Island Retreats for Inebriates
In 1906, the New Zealand Parliament passed the Habitual Drunkards Act. This act permitted magistrates to declare someone a habitual drunkard (any person convicted of inebriety three times in nine months) and commit them to an institution they deemed suitable to receive them. But at that time, there were no suitable institutions. The Government approached The Salvation Army and invited them to provide one. They opened a home on Pakatoa Island, in the Hauraki Gulf.
The first inmate was admitted to Pakatoa Island on Christmas Eve 1907, and by March 1908 there were 24 men. This number grew to around 50. It became apparent that Pakatoa Island was an insufficient size to keep up with demand.
In 1910, The Salvation Army negotiated with the owner of a neighbouring island, Rotoroa, and purchased it that year. The larger island would be used for men and Pakatoa for women. The men were transferred in February 1911 and Pakatoa received its first female inmates.
With no scientific study, The Salvation Army helped numerous men and women with fresh air, healthy employment, careful diet and moral and religious influence. The idea was to remove inebriates from their previous environment so they could experience sobriety and learn to live without alcohol or drugs.

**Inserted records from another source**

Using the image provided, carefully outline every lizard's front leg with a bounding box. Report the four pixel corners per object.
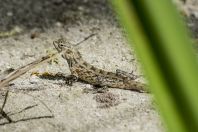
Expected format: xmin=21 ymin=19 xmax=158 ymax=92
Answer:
xmin=116 ymin=69 xmax=141 ymax=80
xmin=65 ymin=74 xmax=78 ymax=86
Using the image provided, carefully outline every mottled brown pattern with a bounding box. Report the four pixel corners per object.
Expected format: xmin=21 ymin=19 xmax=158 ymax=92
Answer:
xmin=54 ymin=39 xmax=146 ymax=91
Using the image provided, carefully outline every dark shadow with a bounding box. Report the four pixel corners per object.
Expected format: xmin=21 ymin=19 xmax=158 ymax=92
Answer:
xmin=0 ymin=104 xmax=54 ymax=125
xmin=0 ymin=115 xmax=54 ymax=126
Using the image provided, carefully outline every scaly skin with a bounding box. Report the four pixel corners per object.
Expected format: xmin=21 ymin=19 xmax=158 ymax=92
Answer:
xmin=53 ymin=38 xmax=146 ymax=92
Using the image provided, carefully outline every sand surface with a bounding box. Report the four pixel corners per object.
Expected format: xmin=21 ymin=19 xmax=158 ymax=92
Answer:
xmin=0 ymin=0 xmax=197 ymax=132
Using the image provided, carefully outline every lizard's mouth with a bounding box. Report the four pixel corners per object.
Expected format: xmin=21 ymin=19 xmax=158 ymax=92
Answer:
xmin=53 ymin=41 xmax=61 ymax=52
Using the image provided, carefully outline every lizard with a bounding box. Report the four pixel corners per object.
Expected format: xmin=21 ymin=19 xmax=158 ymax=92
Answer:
xmin=53 ymin=38 xmax=148 ymax=92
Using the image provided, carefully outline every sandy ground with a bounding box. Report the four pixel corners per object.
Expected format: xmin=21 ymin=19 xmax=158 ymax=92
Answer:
xmin=0 ymin=0 xmax=197 ymax=132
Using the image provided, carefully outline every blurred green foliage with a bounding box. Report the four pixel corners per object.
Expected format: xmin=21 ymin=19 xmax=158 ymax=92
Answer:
xmin=111 ymin=0 xmax=198 ymax=132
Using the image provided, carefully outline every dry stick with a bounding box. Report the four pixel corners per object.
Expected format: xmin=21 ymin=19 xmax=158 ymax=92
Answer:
xmin=0 ymin=53 xmax=59 ymax=88
xmin=0 ymin=34 xmax=96 ymax=89
xmin=0 ymin=90 xmax=12 ymax=122
xmin=0 ymin=34 xmax=95 ymax=122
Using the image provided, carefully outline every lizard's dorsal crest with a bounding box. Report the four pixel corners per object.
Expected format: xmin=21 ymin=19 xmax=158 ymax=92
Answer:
xmin=53 ymin=38 xmax=72 ymax=52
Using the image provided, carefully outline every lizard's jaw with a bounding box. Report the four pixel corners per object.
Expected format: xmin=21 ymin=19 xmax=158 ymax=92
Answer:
xmin=53 ymin=43 xmax=62 ymax=52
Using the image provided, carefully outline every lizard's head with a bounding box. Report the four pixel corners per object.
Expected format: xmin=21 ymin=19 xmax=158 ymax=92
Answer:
xmin=53 ymin=38 xmax=72 ymax=52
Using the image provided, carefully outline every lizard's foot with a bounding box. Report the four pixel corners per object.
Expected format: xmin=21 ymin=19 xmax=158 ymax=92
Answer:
xmin=116 ymin=69 xmax=141 ymax=80
xmin=65 ymin=75 xmax=78 ymax=86
xmin=0 ymin=90 xmax=13 ymax=123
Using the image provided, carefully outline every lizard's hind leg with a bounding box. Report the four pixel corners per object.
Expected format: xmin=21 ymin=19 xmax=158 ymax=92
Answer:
xmin=65 ymin=74 xmax=78 ymax=86
xmin=116 ymin=69 xmax=141 ymax=80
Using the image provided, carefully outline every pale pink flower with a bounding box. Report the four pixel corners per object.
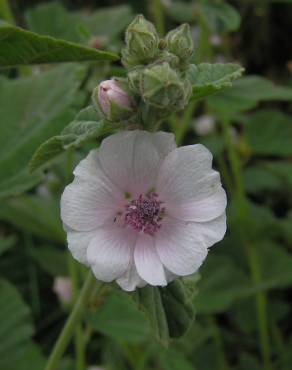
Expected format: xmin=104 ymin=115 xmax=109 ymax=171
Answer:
xmin=53 ymin=276 xmax=72 ymax=304
xmin=61 ymin=131 xmax=226 ymax=291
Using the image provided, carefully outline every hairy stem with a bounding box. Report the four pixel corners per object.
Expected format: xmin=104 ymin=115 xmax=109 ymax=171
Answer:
xmin=45 ymin=271 xmax=96 ymax=370
xmin=221 ymin=117 xmax=272 ymax=370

Staff and inmates took part in making life as comfortable and meaningful as possible, but many were there by order of the courts and struggled with being confined to and working for the good of the island. The terms were anywhere from six months to two years.

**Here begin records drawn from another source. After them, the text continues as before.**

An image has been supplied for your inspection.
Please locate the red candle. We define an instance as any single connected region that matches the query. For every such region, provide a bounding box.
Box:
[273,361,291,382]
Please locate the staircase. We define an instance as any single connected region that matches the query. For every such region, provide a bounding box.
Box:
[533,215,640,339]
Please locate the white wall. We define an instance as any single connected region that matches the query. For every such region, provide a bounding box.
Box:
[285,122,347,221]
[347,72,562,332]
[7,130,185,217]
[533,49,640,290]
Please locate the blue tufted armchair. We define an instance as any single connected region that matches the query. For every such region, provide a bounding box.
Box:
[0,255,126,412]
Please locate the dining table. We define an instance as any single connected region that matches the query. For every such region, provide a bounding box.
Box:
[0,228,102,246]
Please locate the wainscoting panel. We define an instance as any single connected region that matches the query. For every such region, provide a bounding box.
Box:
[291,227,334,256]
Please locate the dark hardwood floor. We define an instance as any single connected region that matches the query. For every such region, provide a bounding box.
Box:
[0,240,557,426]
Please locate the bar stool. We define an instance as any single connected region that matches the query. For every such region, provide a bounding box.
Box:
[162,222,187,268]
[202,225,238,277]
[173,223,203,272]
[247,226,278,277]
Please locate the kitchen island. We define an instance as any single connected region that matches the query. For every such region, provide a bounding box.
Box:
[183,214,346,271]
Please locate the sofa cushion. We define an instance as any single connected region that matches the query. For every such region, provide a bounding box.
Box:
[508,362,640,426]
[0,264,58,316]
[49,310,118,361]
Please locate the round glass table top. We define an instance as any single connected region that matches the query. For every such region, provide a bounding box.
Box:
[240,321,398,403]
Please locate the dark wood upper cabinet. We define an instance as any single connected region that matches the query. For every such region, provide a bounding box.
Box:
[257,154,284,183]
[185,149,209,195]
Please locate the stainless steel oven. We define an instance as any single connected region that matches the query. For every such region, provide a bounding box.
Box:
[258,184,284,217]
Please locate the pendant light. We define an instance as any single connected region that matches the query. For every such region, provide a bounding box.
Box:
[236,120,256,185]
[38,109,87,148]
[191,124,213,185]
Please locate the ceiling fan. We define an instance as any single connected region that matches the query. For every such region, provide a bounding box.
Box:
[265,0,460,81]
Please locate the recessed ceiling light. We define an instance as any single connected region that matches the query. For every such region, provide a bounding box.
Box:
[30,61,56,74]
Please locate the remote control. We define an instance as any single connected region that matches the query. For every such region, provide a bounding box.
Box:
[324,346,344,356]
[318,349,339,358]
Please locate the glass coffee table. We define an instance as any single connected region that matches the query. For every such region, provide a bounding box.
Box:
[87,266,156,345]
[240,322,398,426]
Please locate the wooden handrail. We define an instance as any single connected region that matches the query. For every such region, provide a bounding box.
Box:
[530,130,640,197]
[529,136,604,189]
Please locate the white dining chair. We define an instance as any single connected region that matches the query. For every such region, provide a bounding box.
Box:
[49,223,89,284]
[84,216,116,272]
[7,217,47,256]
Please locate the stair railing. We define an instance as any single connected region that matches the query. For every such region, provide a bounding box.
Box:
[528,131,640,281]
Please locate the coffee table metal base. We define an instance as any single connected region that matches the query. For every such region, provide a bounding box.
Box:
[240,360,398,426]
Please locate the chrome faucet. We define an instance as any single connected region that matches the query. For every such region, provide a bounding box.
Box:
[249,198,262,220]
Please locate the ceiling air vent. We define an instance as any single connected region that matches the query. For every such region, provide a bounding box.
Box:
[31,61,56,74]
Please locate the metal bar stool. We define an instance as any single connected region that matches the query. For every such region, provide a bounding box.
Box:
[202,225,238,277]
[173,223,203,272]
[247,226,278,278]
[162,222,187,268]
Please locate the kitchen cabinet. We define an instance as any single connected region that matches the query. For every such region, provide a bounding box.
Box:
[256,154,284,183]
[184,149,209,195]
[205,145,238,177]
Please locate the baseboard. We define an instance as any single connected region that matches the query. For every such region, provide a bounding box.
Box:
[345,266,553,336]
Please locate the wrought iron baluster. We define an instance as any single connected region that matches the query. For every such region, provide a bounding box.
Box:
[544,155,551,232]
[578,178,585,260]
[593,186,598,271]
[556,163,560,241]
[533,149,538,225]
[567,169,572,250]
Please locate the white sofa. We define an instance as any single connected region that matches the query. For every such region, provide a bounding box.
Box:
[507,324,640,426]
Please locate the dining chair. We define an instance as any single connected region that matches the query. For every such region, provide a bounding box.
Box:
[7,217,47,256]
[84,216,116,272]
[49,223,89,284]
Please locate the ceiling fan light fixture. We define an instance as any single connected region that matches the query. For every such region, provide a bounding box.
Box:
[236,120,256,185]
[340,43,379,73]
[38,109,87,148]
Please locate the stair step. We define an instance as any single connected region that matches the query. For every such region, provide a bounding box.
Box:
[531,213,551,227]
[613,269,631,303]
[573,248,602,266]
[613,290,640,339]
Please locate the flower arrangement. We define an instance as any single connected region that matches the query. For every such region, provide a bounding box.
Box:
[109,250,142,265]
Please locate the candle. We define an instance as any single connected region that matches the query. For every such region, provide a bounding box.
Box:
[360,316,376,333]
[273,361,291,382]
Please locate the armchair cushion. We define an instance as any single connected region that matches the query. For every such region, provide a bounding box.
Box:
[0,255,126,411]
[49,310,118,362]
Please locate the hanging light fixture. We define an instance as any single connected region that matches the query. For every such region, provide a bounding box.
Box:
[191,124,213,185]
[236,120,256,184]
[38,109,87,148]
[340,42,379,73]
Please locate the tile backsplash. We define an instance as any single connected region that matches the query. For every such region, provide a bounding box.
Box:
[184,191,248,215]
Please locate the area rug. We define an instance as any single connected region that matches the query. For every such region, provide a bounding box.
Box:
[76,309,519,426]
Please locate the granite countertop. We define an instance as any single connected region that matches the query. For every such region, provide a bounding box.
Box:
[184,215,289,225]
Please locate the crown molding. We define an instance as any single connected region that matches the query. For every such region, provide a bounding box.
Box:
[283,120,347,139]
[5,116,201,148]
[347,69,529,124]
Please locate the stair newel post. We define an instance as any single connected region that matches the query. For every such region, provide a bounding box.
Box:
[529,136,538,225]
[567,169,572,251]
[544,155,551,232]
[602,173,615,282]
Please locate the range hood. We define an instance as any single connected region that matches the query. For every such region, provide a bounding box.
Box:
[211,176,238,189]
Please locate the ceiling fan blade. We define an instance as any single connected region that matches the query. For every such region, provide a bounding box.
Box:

With the growing recognition that alcoholism was a disease rather than a crime, it was realised that inmates were not receiving the appropriate treatment—they merely went back to the pubs on their release. Accordingly, the funding shifted from the Justice Dept to the Health Dept.

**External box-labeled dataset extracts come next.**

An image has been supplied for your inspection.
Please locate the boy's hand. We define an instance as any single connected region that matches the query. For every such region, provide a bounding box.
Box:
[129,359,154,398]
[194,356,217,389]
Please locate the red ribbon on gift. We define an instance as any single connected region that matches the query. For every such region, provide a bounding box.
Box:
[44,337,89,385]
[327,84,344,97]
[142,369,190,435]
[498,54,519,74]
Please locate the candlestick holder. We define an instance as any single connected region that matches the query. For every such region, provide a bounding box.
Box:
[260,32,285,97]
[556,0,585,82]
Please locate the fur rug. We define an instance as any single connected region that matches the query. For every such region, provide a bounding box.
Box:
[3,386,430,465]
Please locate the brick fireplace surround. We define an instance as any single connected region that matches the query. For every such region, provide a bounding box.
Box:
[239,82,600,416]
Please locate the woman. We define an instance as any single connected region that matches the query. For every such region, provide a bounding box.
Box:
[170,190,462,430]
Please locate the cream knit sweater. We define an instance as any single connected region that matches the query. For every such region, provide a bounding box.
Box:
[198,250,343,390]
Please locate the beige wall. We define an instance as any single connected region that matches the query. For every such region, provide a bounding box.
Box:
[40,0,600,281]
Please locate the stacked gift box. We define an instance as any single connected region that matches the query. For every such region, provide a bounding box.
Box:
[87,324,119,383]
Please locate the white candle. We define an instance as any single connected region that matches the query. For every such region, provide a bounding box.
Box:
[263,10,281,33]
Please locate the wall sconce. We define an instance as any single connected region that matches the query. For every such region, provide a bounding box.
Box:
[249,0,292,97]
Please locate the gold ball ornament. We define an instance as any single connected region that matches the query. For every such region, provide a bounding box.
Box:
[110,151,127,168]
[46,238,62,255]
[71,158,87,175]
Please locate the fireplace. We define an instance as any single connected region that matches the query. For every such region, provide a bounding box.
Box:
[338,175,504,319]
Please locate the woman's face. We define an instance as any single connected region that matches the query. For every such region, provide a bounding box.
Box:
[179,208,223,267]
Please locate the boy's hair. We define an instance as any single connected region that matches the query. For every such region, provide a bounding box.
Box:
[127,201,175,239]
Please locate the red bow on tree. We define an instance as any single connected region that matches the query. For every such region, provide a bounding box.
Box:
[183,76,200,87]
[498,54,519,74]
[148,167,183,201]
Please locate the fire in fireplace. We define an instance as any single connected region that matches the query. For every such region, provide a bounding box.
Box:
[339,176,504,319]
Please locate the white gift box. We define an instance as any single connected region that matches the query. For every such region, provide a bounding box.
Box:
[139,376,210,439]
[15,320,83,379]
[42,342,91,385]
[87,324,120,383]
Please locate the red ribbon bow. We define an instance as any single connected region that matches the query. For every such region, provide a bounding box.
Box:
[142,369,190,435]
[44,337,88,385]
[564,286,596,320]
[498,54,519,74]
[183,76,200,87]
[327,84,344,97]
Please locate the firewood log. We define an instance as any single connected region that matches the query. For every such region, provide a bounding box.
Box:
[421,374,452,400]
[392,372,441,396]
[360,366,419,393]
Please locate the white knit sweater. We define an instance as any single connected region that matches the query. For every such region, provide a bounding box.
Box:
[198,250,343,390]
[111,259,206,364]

Over 70 per cent of the Women who passed though Pakatoa Island never returned. Many found sobriety through the cleansing blood of Christ. Pakatoa Island continued until 1942, and then in 1943 operated as an Aged Men’s Retreat until it was sold in 1949.
Rotoroa Island continued through many changes. In 1982, it was amalgamated into the Auckland Bridge Programme and was opened to private clients. Within 12 months 40 per cent of the inmates were private. Women were included in the programme in 1989.
In 2000, with a de-institutionalisation policy, rapidly rising costs and acknowledgement of the Island’s inability to provide the necessary well-rounded treatment meant fewer clients were presenting. In 2004, after two new facilities opened in Manukau, South Auckland and Waitakere, West Auckland, a decision was made to relocate the treatment programme to the mainland. In December 2005, Rotoroa Island ceased its Alcohol and Drug Programme.
In 2008, negotiation saw the island leased on a ninety-nine year term. A trust was formed with The Salvation Army as the sole beneficiary, and the Trust document ensures the island can only be used for purposes in line with the ethos and principles of The Salvation Army.